Advanced Static Analysis for Predicting Performance Bugs (1st Offering)
Presenter: Younes Jahandideh
Date: Friday, November 7th, 2025
Time: 2:00 pm
Location: Workshop Space, 4th Floor - 300 Ouellette Ave., School of Computer Science, Advanced Computing Hub
This advanced workshop continues from the previous session on static analysis. It explains how new research uses data from code and past project changes to predict where performance problems may appear. Participants will learn how static analysis and simple machine learning methods can be combined to identify slow or inefficient parts of software before they cause issues. Real examples from open-source projects show how these ideas make performance prediction more accurate and useful for developers.
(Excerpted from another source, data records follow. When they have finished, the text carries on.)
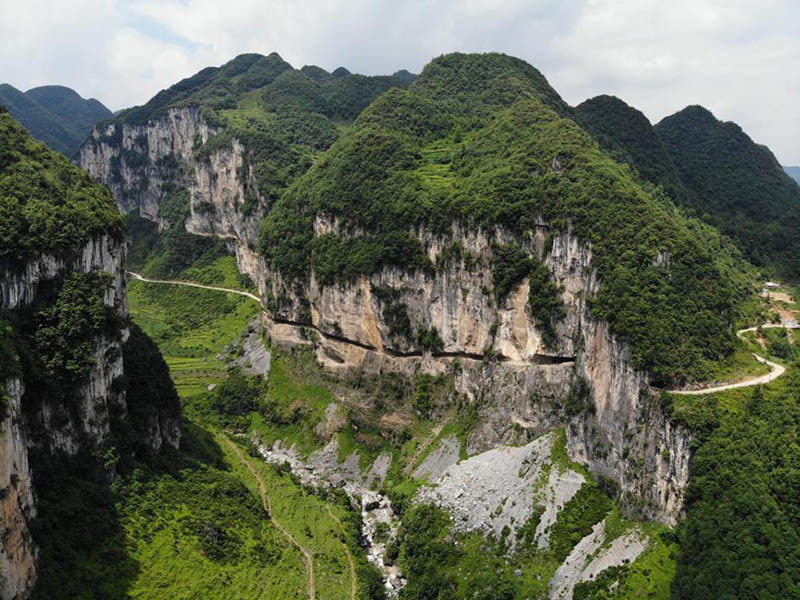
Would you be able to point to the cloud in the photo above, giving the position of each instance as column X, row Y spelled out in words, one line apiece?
column 737, row 57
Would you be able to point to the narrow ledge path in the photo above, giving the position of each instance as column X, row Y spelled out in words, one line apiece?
column 262, row 488
column 777, row 370
column 538, row 359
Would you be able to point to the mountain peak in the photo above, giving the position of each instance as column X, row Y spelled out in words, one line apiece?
column 494, row 77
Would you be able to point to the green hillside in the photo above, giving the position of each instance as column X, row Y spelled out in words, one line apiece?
column 46, row 203
column 627, row 136
column 737, row 186
column 793, row 172
column 483, row 140
column 54, row 114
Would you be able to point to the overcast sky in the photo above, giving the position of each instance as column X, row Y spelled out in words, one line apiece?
column 739, row 58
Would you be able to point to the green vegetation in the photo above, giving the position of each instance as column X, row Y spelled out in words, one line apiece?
column 627, row 136
column 47, row 205
column 515, row 162
column 737, row 186
column 283, row 117
column 66, row 329
column 54, row 114
column 191, row 325
column 740, row 538
column 166, row 253
column 192, row 530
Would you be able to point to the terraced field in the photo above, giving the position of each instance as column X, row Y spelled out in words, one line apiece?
column 192, row 327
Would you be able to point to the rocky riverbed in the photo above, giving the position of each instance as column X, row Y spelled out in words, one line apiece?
column 379, row 523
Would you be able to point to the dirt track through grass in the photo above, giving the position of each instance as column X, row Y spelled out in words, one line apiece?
column 262, row 488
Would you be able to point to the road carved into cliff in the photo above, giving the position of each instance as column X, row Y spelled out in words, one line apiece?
column 349, row 557
column 776, row 371
column 538, row 359
column 262, row 489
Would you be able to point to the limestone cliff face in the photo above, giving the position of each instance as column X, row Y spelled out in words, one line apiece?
column 47, row 426
column 525, row 386
column 18, row 553
column 139, row 163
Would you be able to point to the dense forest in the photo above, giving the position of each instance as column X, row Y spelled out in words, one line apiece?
column 627, row 136
column 473, row 141
column 54, row 114
column 46, row 203
column 478, row 143
column 737, row 186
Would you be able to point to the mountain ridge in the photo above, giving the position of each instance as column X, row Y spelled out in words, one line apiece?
column 54, row 114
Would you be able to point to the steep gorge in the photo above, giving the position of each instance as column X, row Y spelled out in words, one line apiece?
column 524, row 376
column 63, row 314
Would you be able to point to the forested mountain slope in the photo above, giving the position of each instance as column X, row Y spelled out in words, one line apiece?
column 77, row 405
column 470, row 269
column 793, row 172
column 737, row 186
column 54, row 114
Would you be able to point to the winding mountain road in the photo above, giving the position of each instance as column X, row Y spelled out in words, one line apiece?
column 198, row 285
column 776, row 371
column 353, row 587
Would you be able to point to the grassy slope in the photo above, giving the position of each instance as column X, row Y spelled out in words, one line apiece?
column 193, row 327
column 742, row 532
column 301, row 391
column 482, row 141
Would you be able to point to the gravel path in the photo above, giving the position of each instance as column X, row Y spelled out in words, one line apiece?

- Quick Recap: What static analysis and performance bugs are
- Going Deeper: How static tools understand code structure and logic
- Smart Features: What kind of code information helps us predict slowdowns
- Static + Dynamic Data: How combining code analysis with runtime data improves results
- Machine Learning Use: How models like Random Forest or XGBoost learn from code data
- Testing the Predictions: Checking how well our model works and how to improve it
- Modern Challenges: What makes predicting performance bugs hard in real projects
Basic understanding of programming, software engineering, and machine learning.
Younes is a Ph.D. student and research assistant who began his program at the School of Computer Science in Fall 2023. His primary research focuses on learning-based optimization, a type of self-optimizing system in cloud computing.